Open Rachel-Judd opened 11 months ago
Did you have?
data.dictonary <- data.frame(
LABEL = c(
"tractid", "pnhwht12", "pnhblk12", "phisp12", "pntv12", "pfb12",
"polang12", "phs12", "pcol12", "punemp12", "pflabf12", "pprof12",
"pmanuf12", "pvet12", "psemp12", "hinc12", "incpc12", "ppov12",
"pown12", "pvac12", "pmulti12", "mrent12", "mhmval12", "p30old12",
"p10yrs12", "p18und12", "p60up12", "p75up12", "pmar12", "pwds12",
"pfhh12"
),
VARIABLE = c(
"GEOID", "Percent white, non-Hispanic", "Percent black, non-Hispanic",
"Percent Hispanic", "Percent Native American race", "Percent foreign born",
"Percent speaking other language at home, age 5 plus",
"Percent with high school degree or less", "Percent with 4-year college degree or more",
"Percent unemployed", "Percent female labor force participation",
"Percent professional employees", "Percent manufacturing employees",
"Percent veteran", "Percent self-employed", "Median HH income, total",
"Per capita income", "Percent in poverty, total", "Percent owner-occupied units",
"Percent vacant units", "Percent multi-family units", "Median rent",
"Median home value", "Percent structures more than 30 years old",
"Percent HH in neighborhood 10 years or less", "Percent 17 and under, total",
"Percent 60 and older, total", "Percent 75 and older, total",
"Percent currently married, not separated", "Percent widowed, divorced and separated",
"Percent female-headed families with children"
)
)
df.pct <- sapply( d2, ntile, 100 )
d4 <- as.data.frame( df.pct )
d4$cluster <- as.factor( paste0("GROUP-",fit$classification) )
num.groups <- length( unique( fit$classification ) )
stats <-
d4 %>%
group_by( cluster ) %>%
summarise_each( funs(mean) )
t <- data.frame( t(stats), stringsAsFactors=F )
names(t) <- paste0( "GROUP.", 1:num.groups )
t <- t[-1,]
for( i in 1:num.groups )
{
z <- t[,i]
plot( rep(1,30), 1:30, bty="n", xlim=c(-75,100),
type="n", xaxt="n", yaxt="n",
xlab="Percentile", ylab="",
main=paste("GROUP",i) )
abline( v=seq(0,100,25), lty=3, lwd=1.5, col="gray90" )
segments( y0=1:30, x0=0, x1=100, col="gray70", lwd=2 )
text( -0.2, 1:30, data.dictionary$VARIABLE[-1], cex=0.85, pos=2 )
points( z, 1:30, pch=19, col="firebrick", cex=1.5 )
axis( side=1, at=c(0,50,100), col.axis="gray", col="gray" )
}
Thank you.

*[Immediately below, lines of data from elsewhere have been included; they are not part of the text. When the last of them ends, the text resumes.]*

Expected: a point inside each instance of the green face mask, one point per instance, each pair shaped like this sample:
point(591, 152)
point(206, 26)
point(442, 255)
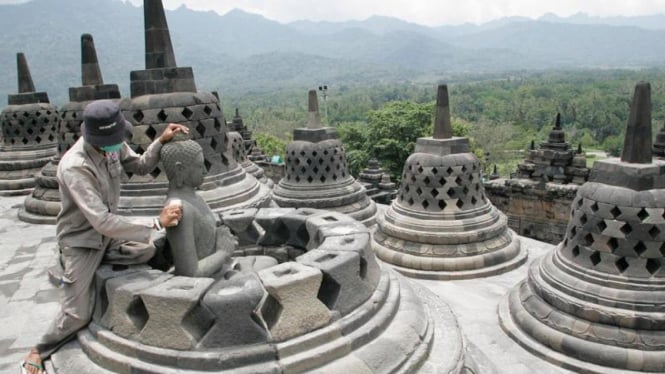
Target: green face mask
point(111, 148)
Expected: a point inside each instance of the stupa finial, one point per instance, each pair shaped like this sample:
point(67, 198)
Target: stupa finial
point(158, 47)
point(442, 126)
point(637, 144)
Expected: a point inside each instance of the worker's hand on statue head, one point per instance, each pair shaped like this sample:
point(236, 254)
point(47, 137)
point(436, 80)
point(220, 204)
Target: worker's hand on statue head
point(170, 215)
point(171, 130)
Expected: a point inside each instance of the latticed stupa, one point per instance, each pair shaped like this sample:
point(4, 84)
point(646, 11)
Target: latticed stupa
point(596, 303)
point(317, 175)
point(164, 93)
point(537, 198)
point(29, 129)
point(441, 225)
point(44, 203)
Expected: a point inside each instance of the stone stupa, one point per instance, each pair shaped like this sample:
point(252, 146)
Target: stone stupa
point(317, 175)
point(29, 134)
point(164, 93)
point(441, 225)
point(596, 303)
point(43, 205)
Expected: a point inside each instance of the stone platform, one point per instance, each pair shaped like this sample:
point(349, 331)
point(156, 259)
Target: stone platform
point(30, 302)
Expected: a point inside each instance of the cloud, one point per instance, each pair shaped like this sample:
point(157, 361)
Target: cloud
point(431, 13)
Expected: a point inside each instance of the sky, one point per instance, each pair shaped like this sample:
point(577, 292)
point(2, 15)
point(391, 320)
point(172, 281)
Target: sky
point(424, 12)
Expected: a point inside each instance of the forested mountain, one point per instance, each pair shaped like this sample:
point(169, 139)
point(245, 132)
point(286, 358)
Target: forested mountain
point(241, 53)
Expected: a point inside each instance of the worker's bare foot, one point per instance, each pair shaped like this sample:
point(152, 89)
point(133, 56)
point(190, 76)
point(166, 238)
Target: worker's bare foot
point(32, 363)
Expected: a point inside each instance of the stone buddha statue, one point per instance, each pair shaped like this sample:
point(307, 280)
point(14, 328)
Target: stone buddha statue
point(200, 248)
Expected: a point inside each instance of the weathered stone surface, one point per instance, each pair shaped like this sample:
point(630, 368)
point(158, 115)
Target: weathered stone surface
point(292, 307)
point(235, 304)
point(596, 300)
point(317, 175)
point(175, 318)
point(441, 225)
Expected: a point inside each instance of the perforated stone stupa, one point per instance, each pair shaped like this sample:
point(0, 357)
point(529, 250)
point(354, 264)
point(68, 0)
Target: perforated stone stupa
point(596, 303)
point(164, 93)
point(317, 175)
point(326, 307)
point(441, 225)
point(29, 129)
point(43, 205)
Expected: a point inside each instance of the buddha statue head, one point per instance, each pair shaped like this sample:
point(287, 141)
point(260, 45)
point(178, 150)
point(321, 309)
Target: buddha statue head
point(183, 162)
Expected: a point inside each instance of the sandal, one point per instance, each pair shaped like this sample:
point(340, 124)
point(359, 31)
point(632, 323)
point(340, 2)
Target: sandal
point(33, 364)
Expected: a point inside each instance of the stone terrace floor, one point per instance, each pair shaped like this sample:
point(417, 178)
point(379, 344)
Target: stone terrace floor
point(28, 302)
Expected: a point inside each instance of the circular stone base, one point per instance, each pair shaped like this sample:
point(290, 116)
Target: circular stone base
point(392, 332)
point(513, 330)
point(501, 268)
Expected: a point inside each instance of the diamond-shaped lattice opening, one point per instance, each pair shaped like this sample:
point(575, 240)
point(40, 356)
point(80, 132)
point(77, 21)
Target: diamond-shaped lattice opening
point(626, 229)
point(151, 132)
point(615, 212)
point(639, 248)
point(654, 232)
point(137, 313)
point(138, 116)
point(155, 172)
point(621, 264)
point(575, 251)
point(601, 226)
point(200, 128)
point(653, 265)
point(186, 112)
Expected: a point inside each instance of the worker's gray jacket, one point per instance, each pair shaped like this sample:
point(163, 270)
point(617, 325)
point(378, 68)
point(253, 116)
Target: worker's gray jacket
point(90, 192)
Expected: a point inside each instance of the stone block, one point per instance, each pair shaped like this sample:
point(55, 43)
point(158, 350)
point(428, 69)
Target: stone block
point(292, 307)
point(344, 285)
point(103, 274)
point(275, 231)
point(126, 314)
point(176, 320)
point(234, 304)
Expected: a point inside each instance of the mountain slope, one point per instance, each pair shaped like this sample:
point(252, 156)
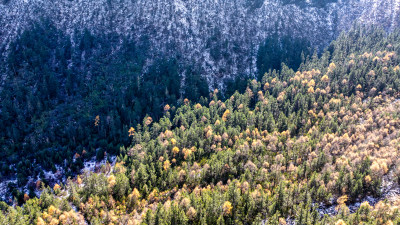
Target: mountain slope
point(222, 36)
point(293, 146)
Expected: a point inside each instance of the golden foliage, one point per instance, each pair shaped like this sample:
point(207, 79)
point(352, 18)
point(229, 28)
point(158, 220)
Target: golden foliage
point(227, 208)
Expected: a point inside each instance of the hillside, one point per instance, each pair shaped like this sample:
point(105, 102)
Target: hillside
point(315, 146)
point(221, 36)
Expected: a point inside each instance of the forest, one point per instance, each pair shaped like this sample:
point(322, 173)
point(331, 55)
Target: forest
point(293, 142)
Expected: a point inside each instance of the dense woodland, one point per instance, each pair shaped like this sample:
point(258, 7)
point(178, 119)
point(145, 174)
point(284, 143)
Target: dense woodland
point(325, 134)
point(58, 86)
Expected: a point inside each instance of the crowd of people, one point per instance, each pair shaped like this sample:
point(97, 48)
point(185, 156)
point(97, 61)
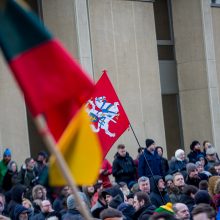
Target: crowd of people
point(148, 187)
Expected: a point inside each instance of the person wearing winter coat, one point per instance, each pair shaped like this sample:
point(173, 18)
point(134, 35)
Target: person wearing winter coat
point(123, 168)
point(178, 163)
point(144, 208)
point(150, 162)
point(158, 195)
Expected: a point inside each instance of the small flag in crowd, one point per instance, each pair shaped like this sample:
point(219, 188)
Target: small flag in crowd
point(107, 114)
point(53, 85)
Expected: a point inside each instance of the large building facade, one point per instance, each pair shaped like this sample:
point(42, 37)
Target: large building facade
point(162, 56)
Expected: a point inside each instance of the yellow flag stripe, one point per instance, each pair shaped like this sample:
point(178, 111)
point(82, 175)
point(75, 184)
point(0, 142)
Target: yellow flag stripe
point(81, 149)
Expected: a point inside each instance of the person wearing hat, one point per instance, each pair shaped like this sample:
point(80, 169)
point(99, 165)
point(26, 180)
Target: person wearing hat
point(181, 211)
point(211, 158)
point(123, 168)
point(150, 162)
point(4, 163)
point(21, 213)
point(193, 177)
point(195, 148)
point(143, 206)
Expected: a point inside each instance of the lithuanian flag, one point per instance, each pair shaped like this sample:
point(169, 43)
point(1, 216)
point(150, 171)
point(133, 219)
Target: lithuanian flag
point(53, 84)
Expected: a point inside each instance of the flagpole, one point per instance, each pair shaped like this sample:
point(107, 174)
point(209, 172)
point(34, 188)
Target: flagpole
point(53, 148)
point(151, 172)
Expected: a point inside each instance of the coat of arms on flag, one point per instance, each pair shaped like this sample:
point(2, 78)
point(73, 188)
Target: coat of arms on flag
point(108, 117)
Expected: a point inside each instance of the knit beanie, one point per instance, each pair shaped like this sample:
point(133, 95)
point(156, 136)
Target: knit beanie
point(202, 196)
point(149, 142)
point(190, 167)
point(168, 208)
point(7, 152)
point(178, 152)
point(193, 144)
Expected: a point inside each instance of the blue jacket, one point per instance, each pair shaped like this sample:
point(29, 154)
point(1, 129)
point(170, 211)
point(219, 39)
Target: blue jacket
point(154, 161)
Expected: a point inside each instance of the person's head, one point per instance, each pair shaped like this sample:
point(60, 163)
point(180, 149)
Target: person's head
point(190, 190)
point(20, 212)
point(203, 211)
point(27, 203)
point(217, 167)
point(178, 180)
point(203, 185)
point(38, 192)
point(144, 184)
point(121, 150)
point(42, 157)
point(150, 145)
point(46, 206)
point(162, 216)
point(180, 155)
point(195, 146)
point(206, 144)
point(181, 211)
point(141, 199)
point(202, 196)
point(199, 166)
point(30, 163)
point(2, 202)
point(211, 154)
point(159, 150)
point(111, 214)
point(192, 171)
point(7, 156)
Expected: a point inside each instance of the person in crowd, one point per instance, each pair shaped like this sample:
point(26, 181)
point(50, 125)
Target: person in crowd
point(113, 196)
point(162, 216)
point(203, 211)
point(64, 192)
point(72, 208)
point(136, 161)
point(89, 192)
point(105, 172)
point(211, 158)
point(189, 192)
point(203, 185)
point(201, 170)
point(10, 177)
point(202, 196)
point(178, 163)
point(42, 168)
point(193, 177)
point(28, 175)
point(111, 214)
point(127, 210)
point(158, 195)
point(169, 183)
point(16, 196)
point(217, 167)
point(150, 162)
point(195, 148)
point(143, 207)
point(144, 184)
point(181, 211)
point(46, 211)
point(21, 213)
point(99, 206)
point(164, 161)
point(177, 192)
point(4, 164)
point(123, 168)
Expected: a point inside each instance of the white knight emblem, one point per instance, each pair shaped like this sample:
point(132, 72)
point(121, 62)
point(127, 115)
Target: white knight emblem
point(103, 113)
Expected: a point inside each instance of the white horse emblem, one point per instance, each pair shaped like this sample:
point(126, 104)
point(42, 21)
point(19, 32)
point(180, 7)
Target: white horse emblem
point(102, 112)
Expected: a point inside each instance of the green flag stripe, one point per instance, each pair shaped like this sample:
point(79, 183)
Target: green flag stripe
point(20, 30)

Yes, when I inlclude everything above the results are still off.
Hi, @antjam-howell For module 4, to create the initial groups in part 1, should I have added the dictionary? I tried running it without including the data.dictionary assignment included in part 2, but it was saying data.dictionary was not found. When I include the data.dictionary chunk, the groups seem incorrect. "Black, non-hispanic" is listed twice and there are many conflicting results. Did anyone else come across this?